Segundo Hidaki Shinoda, professor da Universidade de Hiroshima, a bomba atômica destruiu completamente o propósito da antiga cidade militar. "Hiroshima perdeu tudo, inclusive sua identidade", afirmou em entrevista ao iG.
Autor do estudo "Post-War Reconstruction of Hiroshima as a Case of Peacebuilding" (A Reconstrução de Hiroshima no Pós-Guerra como Caso de Construção da Paz, em tradução livre), Shinoda argumenta que a mudança de identidade foi uma "necessidade", já que a própria participação do Japão no conflito terminou seis dias depois do bombardeio. Não era possível restaurar uma cidade militar no Japão pós-guerra, por isso uma nova base era necessária, escreve.
Em novembro de 1945, o governo japonês iniciou um plano de reconstrução que incluiu 119 cidades destruídas durante a guerra. Em Hiroshima, foram construídas casas temporárias próximas a estradas, e revitalizadas ruas, parques e escolas, em um processo que empregou cerca de 100 mil pessoas.
Um passo fundamental foi dado em 1949, com a promulgação do ato de construção do Parque Memorial da Paz.
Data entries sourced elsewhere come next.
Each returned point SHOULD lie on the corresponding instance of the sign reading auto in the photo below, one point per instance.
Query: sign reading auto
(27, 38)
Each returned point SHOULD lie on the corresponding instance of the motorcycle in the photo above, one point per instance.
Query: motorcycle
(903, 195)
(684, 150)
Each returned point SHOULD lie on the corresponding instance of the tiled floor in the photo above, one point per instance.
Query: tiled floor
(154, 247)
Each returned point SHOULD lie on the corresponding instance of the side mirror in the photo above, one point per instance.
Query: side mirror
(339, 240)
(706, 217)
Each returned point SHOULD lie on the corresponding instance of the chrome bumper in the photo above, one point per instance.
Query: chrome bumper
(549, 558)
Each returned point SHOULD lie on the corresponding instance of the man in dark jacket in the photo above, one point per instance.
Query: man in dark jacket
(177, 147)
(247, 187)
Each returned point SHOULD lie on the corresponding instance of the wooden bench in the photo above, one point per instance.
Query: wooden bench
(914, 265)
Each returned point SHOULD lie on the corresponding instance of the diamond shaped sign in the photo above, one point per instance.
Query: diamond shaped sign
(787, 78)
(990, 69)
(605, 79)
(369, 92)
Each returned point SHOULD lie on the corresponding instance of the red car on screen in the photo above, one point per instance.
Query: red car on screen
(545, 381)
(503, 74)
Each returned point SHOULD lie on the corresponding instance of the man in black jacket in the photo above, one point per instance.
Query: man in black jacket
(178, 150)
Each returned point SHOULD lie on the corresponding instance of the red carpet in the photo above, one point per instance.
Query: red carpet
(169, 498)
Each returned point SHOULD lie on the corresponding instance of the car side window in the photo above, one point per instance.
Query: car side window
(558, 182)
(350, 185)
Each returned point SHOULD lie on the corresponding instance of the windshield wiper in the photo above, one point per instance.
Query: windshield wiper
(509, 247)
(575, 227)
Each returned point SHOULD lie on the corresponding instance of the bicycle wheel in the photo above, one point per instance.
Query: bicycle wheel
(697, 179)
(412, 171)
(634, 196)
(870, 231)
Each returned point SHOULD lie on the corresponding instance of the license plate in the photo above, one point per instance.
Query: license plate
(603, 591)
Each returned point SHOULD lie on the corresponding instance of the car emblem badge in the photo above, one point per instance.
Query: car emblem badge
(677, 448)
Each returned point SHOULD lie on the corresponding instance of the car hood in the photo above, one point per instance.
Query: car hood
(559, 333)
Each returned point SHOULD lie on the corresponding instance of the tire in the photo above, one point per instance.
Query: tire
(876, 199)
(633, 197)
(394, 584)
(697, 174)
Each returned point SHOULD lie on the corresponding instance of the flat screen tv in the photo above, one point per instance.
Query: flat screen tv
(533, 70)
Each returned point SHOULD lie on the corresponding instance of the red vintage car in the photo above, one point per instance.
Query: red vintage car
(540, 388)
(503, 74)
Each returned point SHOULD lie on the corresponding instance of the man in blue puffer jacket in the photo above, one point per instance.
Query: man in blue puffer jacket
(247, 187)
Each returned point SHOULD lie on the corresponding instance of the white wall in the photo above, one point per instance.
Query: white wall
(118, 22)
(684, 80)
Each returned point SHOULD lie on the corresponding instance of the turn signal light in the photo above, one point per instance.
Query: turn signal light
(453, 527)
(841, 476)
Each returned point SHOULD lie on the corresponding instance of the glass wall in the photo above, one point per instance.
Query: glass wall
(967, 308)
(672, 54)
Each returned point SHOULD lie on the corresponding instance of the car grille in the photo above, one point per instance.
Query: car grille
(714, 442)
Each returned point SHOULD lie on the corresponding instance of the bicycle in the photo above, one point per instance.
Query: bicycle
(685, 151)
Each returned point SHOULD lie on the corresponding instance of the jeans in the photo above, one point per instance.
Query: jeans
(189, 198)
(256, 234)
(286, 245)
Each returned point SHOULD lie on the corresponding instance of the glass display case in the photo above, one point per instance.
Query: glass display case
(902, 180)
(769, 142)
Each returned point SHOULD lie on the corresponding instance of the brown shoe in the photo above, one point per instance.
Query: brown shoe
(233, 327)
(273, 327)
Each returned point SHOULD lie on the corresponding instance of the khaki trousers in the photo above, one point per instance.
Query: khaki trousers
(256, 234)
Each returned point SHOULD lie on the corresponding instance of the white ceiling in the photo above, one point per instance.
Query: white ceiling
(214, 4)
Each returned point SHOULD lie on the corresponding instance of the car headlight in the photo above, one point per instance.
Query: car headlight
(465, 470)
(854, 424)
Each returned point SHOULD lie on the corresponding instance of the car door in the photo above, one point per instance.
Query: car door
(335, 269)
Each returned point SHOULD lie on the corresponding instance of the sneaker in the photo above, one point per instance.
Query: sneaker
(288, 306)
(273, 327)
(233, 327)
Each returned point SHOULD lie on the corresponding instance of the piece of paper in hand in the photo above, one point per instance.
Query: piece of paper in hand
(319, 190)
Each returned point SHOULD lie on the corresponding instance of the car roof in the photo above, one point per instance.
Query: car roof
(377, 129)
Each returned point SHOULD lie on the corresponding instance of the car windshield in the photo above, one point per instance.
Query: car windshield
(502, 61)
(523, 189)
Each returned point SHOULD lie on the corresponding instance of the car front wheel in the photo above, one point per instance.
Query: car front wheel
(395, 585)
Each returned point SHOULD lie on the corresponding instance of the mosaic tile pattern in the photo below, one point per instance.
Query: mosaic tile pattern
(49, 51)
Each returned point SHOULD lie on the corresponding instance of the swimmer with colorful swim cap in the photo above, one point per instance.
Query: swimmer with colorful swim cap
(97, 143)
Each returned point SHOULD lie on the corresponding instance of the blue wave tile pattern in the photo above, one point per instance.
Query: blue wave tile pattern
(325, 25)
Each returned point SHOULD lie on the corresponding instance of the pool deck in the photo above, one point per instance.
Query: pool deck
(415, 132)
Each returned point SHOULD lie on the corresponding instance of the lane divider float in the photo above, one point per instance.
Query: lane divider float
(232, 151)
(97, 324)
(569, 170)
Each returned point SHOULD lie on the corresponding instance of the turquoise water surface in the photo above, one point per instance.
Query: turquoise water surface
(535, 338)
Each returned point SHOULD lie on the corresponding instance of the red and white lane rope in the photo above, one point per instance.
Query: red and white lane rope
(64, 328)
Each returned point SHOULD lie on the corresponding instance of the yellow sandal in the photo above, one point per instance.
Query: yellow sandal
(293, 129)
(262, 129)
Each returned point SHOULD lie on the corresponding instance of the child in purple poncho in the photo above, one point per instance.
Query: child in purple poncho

Projetada pelo arquiteto japonês Kenzo Tange e inaugurada em 1954, a área está localizada no antigo distrito de Nakajima. A bomba destruiu o local, até então um dos principais centros comerciais de Hiroshima, onde viviam 6.500 pessoas. As construções que ficaram em pé, ainda que parcialmente, foram preservadas no projeto do parque, que tem cerca de 122.100 metros quadrados e abriga um museu sobre a tragédia.
Para o professor Shinoda, era preciso dar à população um lugar onde obter informações e refletir sobre o acontecimento. Se a bomba atômica fosse esquecida ou lembrada apenas com ódio e sofrimento, a nova cidade da paz não conseguiria avançar em sua reconstrução, afirmou. O mais difícil é reconstruir a mente de pessoas que estão tomadas pela raiva e pela perda.
Shinoda relembra que, quando o parque foi inaugurado, a direita japonesa criticou o governo por gravar em um dos monumentos a frase "nunca repita esse erro", sem especificar qual país lançou a bomba. "A intenção oficial era fazer do ataque a Hiroshima um chamado mundial ao pacifismo, para que a população não sentisse raiva dos Estados Unidos quando lembrasse do que aconteceu", explicou.